DAY 1: Beijing, China Beijing, China’s massive capital, has history stretching back 3000 years. Yet it’s known as much for its modern architecture as its ancient sites such as the grand Forbidden City complex, the imperial palace during the Ming and Qing dynasties. Nearby, the massive Tiananmen Square pedestrian plaza is the site of Mao Zedong’s mausoleum and the National Museum of China, displaying a vast collection of cultural relics. This week we will visit this city that eleven and one half million people call home and look at its past and where it is today.
DAY 2: The Forbidden City In 1404, the Emperor Yongle ordered that a new capital city be built in the location of Cambaluc, which he renamed Beijing. From 1404 until 1420, workers worked night and day to construct the fabulous new city.
Protected by massive walls, and lined with beautiful buildings, parks and streets, Beijing was among the most elaborate and comfortable cities in the world. Deep within Beijing was a smaller city, surrounded by walls and by a moat. This city was called the Forbidden City, and was the home of the Emperor and his family.
The Forbidden City consisted of thousands of acres and dozens of palaces, with many thousands of elaborately decorated rooms. This estate was rarely visited by anyone who was not a member of the royal family.
Later Ming emperors never left the city and rarely attended to their responsibilities, but instead opted to live out their lives in comfort within their forbidden city. This allowed corruption to enter the government without the knowledge of the emperors, and led to economic and civil problems within China and houses many of the treasures of past dynasties.
Today many tourists visit the Forbidden City and its many buildings. There is much to see! There are even decorated domed ceilings. The largest museum in Beijing is also found inside the palace of the Forbidden City. It is, perhaps, the best museum in China.
DAY 3: the Bird's Nest Olympic Stadium The Beijing National Stadium is one of the most imposing stadiums in the world. The people of Beijing renamed it “The Bird’s Nest” for the complex geometry of the outer façade.
The stadium was built especially for the 2008 Olympic Games. It had a total spectator capacity of 91 000 but was reduced to 80 000 after the Olympic event.
The design came from the idea of a single thread wrapped round a ball. Layers of logical geometry give the appearance of randomness and an organic shape. Multiple pentagrams in the interlocking fabric of the elliptical structure are like the stars of the Chinese flag.
The Bird's Nest hosted the opening ceremony, athletic events, the soccer final and the closing ceremony of the 2008 Beijing Olympic Games, which took place from August 8 to August 24, 2008. It was also the venue for the 2008 Beijing Paralympics athletics and ceremonies from September 6 to September 17, 2008. The stadium continues to host international and domestic sporting events.

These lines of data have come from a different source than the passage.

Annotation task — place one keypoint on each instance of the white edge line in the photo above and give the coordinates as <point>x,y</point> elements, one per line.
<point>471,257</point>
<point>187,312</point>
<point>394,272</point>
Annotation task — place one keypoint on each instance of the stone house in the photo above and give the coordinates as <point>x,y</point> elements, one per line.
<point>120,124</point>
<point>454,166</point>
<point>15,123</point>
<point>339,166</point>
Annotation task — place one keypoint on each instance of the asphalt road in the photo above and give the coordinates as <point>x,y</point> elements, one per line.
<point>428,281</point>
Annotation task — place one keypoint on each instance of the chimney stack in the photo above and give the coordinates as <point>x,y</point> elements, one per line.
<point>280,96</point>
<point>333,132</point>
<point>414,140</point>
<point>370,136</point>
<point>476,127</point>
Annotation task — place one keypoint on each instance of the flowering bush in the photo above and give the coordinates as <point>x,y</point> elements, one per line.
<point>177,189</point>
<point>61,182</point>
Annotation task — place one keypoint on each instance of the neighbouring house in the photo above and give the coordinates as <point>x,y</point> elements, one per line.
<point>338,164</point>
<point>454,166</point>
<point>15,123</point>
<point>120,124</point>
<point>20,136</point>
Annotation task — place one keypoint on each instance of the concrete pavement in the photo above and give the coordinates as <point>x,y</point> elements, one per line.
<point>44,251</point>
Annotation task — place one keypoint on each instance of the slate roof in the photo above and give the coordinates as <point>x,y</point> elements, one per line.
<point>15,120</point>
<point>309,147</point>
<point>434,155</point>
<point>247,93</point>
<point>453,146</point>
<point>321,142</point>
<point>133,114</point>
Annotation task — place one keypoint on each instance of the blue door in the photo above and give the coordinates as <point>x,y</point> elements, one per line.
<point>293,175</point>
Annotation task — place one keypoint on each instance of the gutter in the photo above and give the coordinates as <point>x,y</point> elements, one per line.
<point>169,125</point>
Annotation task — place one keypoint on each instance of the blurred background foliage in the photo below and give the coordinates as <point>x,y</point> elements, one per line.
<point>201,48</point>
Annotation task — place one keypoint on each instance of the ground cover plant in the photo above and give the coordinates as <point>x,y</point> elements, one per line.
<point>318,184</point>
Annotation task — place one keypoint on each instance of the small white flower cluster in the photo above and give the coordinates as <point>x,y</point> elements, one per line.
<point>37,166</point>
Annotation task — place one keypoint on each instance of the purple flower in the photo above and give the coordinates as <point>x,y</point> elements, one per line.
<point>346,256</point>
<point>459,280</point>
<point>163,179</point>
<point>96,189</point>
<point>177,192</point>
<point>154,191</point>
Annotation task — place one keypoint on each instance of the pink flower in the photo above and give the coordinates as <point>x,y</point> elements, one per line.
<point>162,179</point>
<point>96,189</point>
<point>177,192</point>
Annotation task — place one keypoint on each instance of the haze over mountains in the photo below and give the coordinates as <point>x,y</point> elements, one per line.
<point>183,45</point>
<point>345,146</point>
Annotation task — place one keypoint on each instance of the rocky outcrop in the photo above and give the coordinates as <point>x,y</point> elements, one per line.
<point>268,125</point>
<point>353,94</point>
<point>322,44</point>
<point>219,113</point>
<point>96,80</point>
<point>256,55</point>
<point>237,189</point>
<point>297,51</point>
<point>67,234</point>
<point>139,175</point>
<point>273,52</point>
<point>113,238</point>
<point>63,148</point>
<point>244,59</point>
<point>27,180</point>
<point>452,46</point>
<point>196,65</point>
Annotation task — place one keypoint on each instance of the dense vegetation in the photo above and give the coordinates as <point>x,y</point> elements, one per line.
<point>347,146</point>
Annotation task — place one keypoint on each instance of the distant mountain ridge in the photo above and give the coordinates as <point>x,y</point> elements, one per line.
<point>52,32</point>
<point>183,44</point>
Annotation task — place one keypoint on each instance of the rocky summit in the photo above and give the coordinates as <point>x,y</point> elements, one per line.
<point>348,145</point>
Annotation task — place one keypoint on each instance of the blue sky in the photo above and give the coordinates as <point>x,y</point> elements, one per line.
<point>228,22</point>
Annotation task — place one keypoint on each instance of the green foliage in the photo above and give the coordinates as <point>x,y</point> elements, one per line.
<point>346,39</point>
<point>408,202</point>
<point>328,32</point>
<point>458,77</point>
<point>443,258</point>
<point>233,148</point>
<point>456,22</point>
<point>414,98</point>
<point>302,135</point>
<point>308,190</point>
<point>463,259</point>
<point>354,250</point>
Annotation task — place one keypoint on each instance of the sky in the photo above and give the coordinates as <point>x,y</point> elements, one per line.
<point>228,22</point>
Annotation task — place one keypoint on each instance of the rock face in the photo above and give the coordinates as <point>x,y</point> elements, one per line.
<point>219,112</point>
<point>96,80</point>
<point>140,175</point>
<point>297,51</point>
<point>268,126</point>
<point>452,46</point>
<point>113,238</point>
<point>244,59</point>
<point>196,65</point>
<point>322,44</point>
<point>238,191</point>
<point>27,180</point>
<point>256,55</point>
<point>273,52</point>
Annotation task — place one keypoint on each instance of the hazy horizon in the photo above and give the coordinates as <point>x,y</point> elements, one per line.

DAY 4: Modern Beijing There are thousands of historic buildings in Beijing, a city with over 3,000 years of history, and the cityscape is changing with each passing day. Today Beijing is also a very modern city with modern buildings pointing to the future. Let's look at some of the best known!
National Indoor Stadium
Beijing International Airport Terminal 3
National Aquatic Center - Water Cube
Beijing South Railway Station
National Center for the Performing Arts
Sci-tech Redevelopment Building
DAY 5: Pollution in Beijing No country in history has emerged as a major industrial power without creating a legacy of environmental damage that can take decades and big dollops of public wealth to undo.
Pollution in Beijing is horrible. On December 1st of this year, hundreds of factories were shut down by authorities and children were allowed to miss school on the third day of a heavy episode of pollution which shrouded Beijing. The thick blanket of smog was more than 25 times above health guidelines and covered a large swathe of northern China.
Parents on Chinese messaging app Wechat passed around images of the edges of their windows covered in sticky tape as they attempted to block the smog from entering their homes. The pollution also closed highways around the Chinese capital and caused scores of flights to be cancelled. Officials have vowed to fight a “war on pollution”, but it remains a major source of anger in Beijing which is regularly blanketed by smog.
Controlling pollution will continue to be major concern for Beijing as it seeks ways to solve the problem.